Aqui, este tomate parece ter sido atacado pela lagarta-do-tomateiro. Na realidade, trata-se simplesmente do impacto de granizo. Não há qualquer vestígio de lagarta!

Além disso, pode contar com a ajuda preciosa de alguns auxiliares, nomeadamente dos chapins (que adoram lagartas de todos os tipos!), dos morcegos, muito eficazes ao crepúsculo, e dos sirfídeos. Por isso, é essencial promover a biodiversidade para atrair para o jardim os chapins e outros predadores.

Para saber mais:

Medidas preventivas para evitar os ataques da lagarta-do-algodoeiro

Como o controlo biológico da lagarta-do-tomateiro se anuncia difícil, mais vale apostar tudo na prevenção! E os métodos preventivos são numerosos. Ao aplicá-los todos, multiplicará as hipóteses de desencorajar a instalação das lagartas-do-tomateiro no jardim:

  • Instalar mantas ou redes anti-insetos logo após a plantação dos tomateiros, em abril ou maio, consoante as regiões, para impedir a postura dos ovos, que ocorre diretamente na planta hospedeira. Se os tomateiros forem cultivados numa estufa, basta fechar as aberturas ao fim do dia e durante a noite para afastar os adultos.
  • Colocar armadilhas sexuais com feromonas para a lagarta-do-tomateiro para detetar o voo dos adultos e agir em conformidade.
  • Eliminar cuidadosamente as ervas daninhas junto aos tomateiros. Com efeito, os adultos podem aí encontrar uma fonte de alimento apreciável e beber o orvalho.
  • Favorecer a instalação dos predadores naturais das lagartas-do-tomateiro, instalando comedouros e caixas-ninho, ou plantando arbustos com bagas, para os chapins. É possível atrair os sirfídeos plantando plantas melíferas ou construindo abrigos para morcegos.
  • Aplicar rigorosamente a rotação de culturas. Com efeito, as lagartas passam o inverno no solo, junto às suas plantas hospedeiras.
  • Destruir cuidadosamente todos os restos da cultura: folhas, caules e tomates não colhidos.

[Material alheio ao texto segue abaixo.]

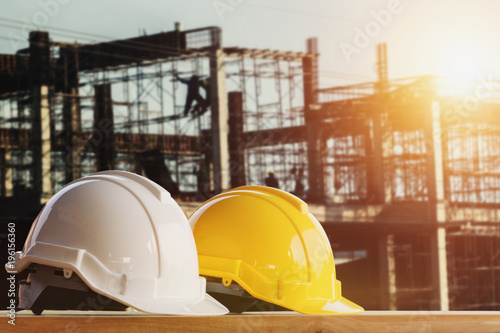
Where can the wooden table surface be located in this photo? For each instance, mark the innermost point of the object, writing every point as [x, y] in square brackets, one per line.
[369, 321]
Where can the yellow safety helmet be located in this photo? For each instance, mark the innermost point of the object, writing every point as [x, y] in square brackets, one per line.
[268, 242]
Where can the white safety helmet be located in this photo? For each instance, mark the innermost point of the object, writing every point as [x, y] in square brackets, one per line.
[125, 238]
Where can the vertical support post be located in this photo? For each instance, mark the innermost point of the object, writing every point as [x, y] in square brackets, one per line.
[236, 152]
[219, 113]
[71, 112]
[103, 138]
[436, 201]
[5, 173]
[387, 272]
[40, 105]
[379, 186]
[315, 143]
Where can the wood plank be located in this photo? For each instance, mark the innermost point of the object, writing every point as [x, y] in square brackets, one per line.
[369, 321]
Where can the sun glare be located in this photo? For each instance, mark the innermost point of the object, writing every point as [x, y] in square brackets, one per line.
[462, 48]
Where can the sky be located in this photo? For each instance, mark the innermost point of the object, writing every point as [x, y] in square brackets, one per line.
[439, 37]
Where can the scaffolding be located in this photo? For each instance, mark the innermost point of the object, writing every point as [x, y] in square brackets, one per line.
[120, 105]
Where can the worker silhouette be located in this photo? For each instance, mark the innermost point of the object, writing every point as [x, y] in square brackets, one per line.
[193, 94]
[271, 180]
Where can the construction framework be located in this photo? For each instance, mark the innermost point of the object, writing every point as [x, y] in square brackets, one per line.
[404, 174]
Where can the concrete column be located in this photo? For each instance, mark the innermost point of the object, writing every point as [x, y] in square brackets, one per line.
[219, 113]
[436, 203]
[6, 173]
[103, 138]
[379, 145]
[40, 105]
[71, 112]
[315, 141]
[387, 273]
[236, 152]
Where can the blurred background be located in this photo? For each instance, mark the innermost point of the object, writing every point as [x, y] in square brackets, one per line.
[382, 115]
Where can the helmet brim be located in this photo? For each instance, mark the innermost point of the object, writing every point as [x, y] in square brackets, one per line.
[207, 306]
[340, 306]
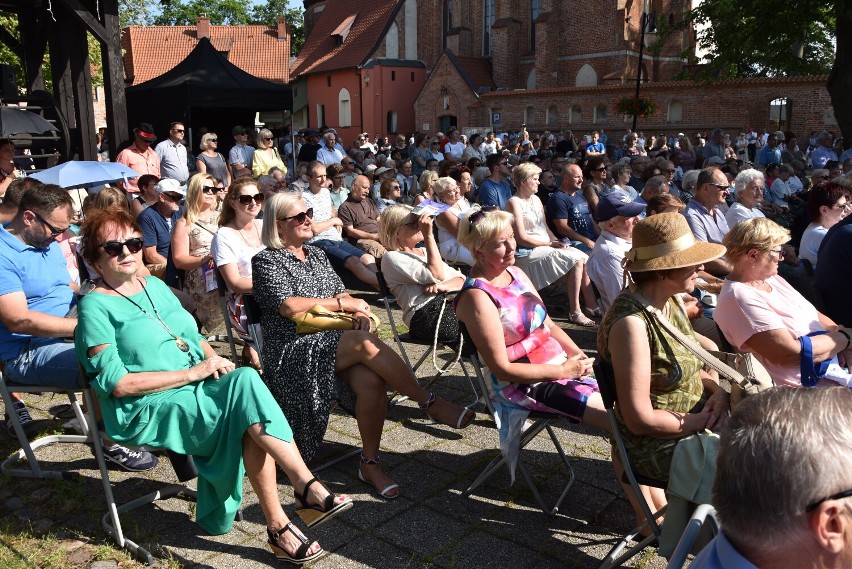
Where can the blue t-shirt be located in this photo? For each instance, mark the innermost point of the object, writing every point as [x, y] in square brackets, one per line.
[41, 274]
[575, 209]
[491, 193]
[156, 230]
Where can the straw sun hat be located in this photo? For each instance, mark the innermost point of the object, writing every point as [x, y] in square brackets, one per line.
[664, 241]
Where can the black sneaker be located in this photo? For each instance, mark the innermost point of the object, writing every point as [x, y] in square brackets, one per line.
[26, 420]
[130, 460]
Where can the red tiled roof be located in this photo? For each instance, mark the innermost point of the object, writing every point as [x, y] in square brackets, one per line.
[321, 52]
[150, 51]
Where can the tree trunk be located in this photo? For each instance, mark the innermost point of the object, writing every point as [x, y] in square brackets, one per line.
[840, 80]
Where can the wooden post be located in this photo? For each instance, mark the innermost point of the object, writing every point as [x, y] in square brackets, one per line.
[113, 65]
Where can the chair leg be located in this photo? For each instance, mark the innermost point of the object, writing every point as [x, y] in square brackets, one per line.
[28, 447]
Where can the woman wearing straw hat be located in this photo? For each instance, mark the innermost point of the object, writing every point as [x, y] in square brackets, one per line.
[663, 392]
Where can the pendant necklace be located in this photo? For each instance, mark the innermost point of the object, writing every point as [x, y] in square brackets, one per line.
[180, 342]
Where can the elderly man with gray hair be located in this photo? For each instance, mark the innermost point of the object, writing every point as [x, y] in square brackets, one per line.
[782, 483]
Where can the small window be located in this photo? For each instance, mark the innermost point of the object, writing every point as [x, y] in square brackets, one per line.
[778, 110]
[552, 115]
[675, 111]
[575, 114]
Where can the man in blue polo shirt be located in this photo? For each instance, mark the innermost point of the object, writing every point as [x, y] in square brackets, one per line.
[35, 296]
[495, 190]
[157, 223]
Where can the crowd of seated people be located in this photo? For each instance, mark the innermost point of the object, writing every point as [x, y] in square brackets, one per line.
[695, 231]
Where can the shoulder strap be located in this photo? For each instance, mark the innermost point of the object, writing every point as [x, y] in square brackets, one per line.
[702, 354]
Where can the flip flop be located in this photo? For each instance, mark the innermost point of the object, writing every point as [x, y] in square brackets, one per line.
[387, 493]
[301, 557]
[316, 514]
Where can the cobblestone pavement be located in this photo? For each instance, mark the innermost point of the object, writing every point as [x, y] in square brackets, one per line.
[430, 525]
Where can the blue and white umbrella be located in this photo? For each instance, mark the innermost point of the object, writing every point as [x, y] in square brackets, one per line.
[86, 174]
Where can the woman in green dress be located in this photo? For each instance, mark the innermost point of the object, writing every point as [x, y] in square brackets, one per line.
[160, 383]
[663, 392]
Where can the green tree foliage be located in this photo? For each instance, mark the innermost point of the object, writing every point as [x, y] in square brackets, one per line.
[752, 38]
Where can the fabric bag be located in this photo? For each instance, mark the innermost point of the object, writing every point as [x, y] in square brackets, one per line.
[320, 319]
[740, 375]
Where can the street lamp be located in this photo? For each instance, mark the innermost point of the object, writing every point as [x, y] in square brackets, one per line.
[647, 34]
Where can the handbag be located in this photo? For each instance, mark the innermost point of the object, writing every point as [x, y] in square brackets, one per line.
[743, 374]
[320, 319]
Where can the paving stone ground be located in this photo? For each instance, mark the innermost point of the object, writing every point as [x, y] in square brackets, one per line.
[430, 525]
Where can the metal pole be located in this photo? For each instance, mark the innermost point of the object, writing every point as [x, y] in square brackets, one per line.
[639, 68]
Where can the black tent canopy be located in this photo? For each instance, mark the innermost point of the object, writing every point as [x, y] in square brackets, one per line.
[205, 89]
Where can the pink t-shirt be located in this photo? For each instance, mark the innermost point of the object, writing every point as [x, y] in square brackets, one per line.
[743, 311]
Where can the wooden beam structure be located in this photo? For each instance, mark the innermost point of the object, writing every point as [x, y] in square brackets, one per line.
[59, 27]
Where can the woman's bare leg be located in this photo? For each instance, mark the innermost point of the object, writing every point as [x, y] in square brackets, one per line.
[371, 406]
[359, 347]
[260, 468]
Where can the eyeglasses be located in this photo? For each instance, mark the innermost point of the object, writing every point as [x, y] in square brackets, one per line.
[53, 230]
[246, 199]
[300, 217]
[116, 248]
[478, 216]
[840, 495]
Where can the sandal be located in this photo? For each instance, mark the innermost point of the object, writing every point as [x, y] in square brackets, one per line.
[595, 312]
[580, 319]
[301, 557]
[388, 493]
[316, 514]
[465, 417]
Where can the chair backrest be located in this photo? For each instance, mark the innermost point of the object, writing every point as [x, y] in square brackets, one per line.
[252, 309]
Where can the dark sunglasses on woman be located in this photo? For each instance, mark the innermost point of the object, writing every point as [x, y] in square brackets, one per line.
[115, 248]
[300, 217]
[247, 199]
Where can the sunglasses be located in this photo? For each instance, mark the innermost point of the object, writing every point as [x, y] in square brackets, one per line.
[479, 215]
[116, 248]
[246, 199]
[54, 231]
[300, 217]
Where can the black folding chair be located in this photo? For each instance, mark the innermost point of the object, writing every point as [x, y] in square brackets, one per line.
[387, 298]
[615, 558]
[536, 423]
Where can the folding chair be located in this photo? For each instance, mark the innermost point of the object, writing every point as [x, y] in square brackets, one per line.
[536, 423]
[615, 557]
[703, 518]
[28, 447]
[252, 309]
[222, 293]
[406, 338]
[111, 521]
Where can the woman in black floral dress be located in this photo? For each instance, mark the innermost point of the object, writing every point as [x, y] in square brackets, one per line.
[307, 372]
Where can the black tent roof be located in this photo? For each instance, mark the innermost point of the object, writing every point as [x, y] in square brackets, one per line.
[206, 79]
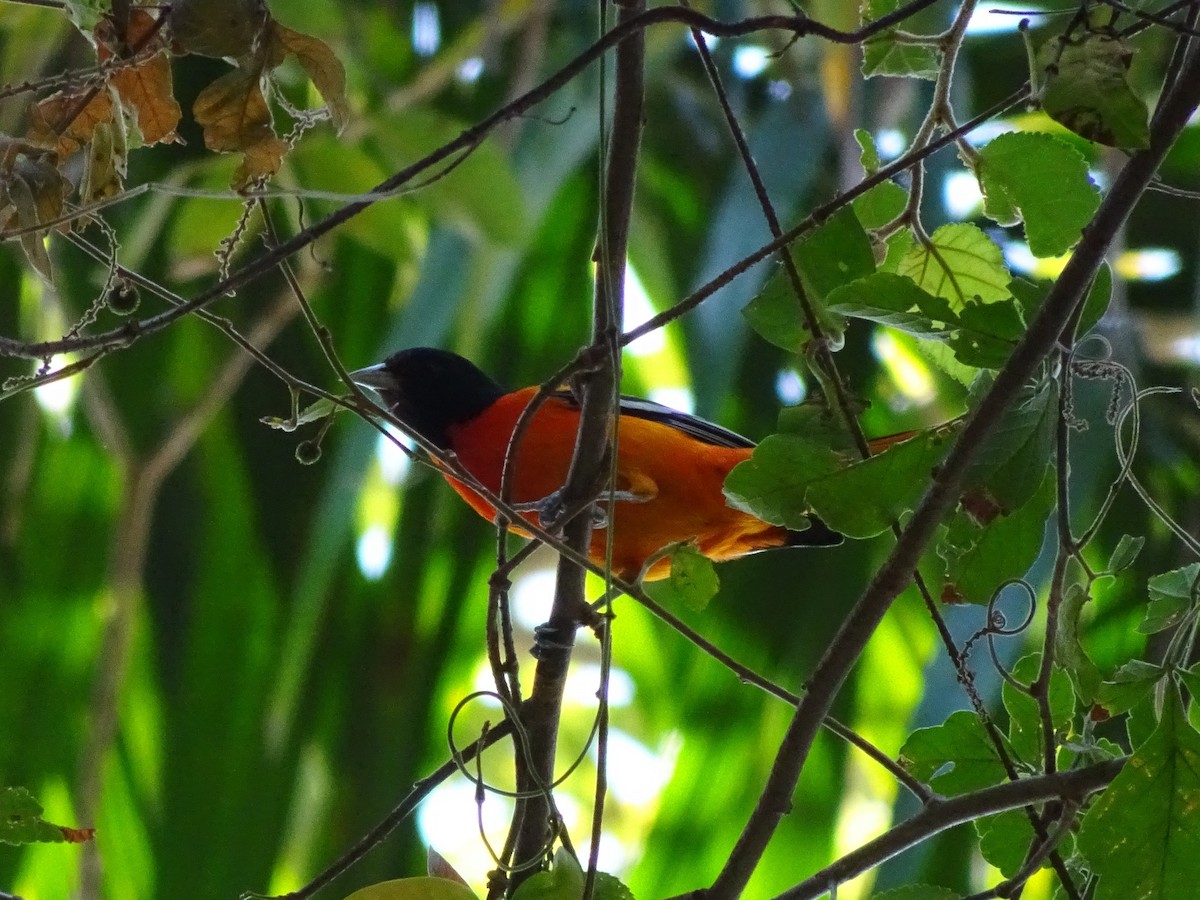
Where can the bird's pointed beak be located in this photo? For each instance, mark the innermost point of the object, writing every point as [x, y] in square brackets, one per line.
[375, 377]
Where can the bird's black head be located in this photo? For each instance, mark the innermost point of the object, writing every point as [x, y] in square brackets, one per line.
[431, 390]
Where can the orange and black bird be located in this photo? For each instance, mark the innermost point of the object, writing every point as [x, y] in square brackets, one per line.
[671, 466]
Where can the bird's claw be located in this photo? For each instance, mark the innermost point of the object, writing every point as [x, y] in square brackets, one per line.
[550, 639]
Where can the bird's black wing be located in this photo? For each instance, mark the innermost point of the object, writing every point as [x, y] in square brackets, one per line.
[691, 425]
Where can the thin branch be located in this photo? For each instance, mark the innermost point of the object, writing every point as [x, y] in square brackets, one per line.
[937, 816]
[774, 802]
[799, 25]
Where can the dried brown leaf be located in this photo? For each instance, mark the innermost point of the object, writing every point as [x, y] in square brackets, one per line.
[66, 120]
[217, 28]
[147, 93]
[323, 67]
[34, 192]
[105, 173]
[234, 115]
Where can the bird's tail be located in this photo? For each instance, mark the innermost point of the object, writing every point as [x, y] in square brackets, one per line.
[817, 534]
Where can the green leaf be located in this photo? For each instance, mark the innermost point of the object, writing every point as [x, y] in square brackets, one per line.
[693, 581]
[1125, 553]
[833, 255]
[1176, 585]
[1014, 171]
[1173, 598]
[1068, 649]
[885, 55]
[85, 15]
[1191, 679]
[815, 421]
[1012, 463]
[564, 881]
[979, 559]
[895, 301]
[1005, 840]
[419, 888]
[773, 481]
[21, 820]
[864, 499]
[1098, 297]
[870, 154]
[988, 335]
[963, 744]
[315, 412]
[963, 263]
[1143, 834]
[1025, 730]
[1087, 90]
[918, 892]
[1131, 683]
[881, 204]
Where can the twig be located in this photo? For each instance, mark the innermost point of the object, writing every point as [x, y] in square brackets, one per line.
[943, 814]
[799, 25]
[774, 802]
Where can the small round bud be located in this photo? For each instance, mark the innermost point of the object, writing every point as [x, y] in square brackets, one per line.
[124, 298]
[307, 453]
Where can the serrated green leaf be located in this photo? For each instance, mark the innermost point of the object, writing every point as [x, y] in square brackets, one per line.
[960, 264]
[963, 744]
[21, 820]
[869, 157]
[419, 888]
[918, 892]
[1087, 90]
[895, 301]
[1177, 583]
[886, 55]
[898, 247]
[693, 581]
[85, 15]
[989, 333]
[1014, 171]
[1125, 553]
[981, 559]
[1171, 599]
[1024, 713]
[564, 881]
[773, 481]
[1131, 683]
[321, 409]
[1068, 649]
[865, 498]
[1143, 834]
[1012, 463]
[833, 255]
[1098, 297]
[1191, 679]
[1006, 839]
[815, 421]
[881, 204]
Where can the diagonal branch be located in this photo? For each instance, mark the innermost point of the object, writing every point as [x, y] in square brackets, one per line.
[1177, 106]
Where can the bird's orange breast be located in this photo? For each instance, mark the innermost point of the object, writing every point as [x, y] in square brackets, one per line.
[676, 478]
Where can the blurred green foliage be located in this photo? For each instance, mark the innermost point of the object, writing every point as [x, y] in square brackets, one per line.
[193, 657]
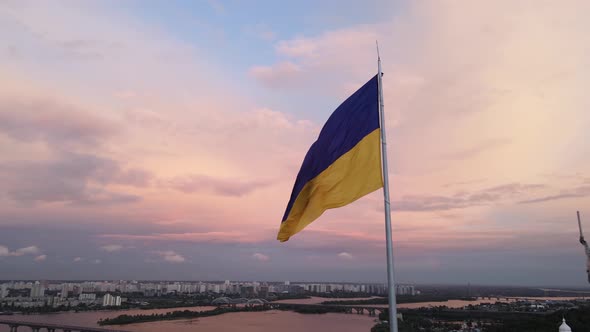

    prevenção da lagarta-do-tomateiro

    Em contrapartida, aqui, a larva está mesmo dentro do fruto!

Pessoalmente, como todos os anos, abro a minha horta às minhas quatro galinhas no inverno, quando há poucas culturas. Ao escarafuncharem o solo e debicarem, destroem de forma bastante sistemática todas as larvas. Nesta estação, até ao momento, não há pequenos orifícios visíveis nos tomates…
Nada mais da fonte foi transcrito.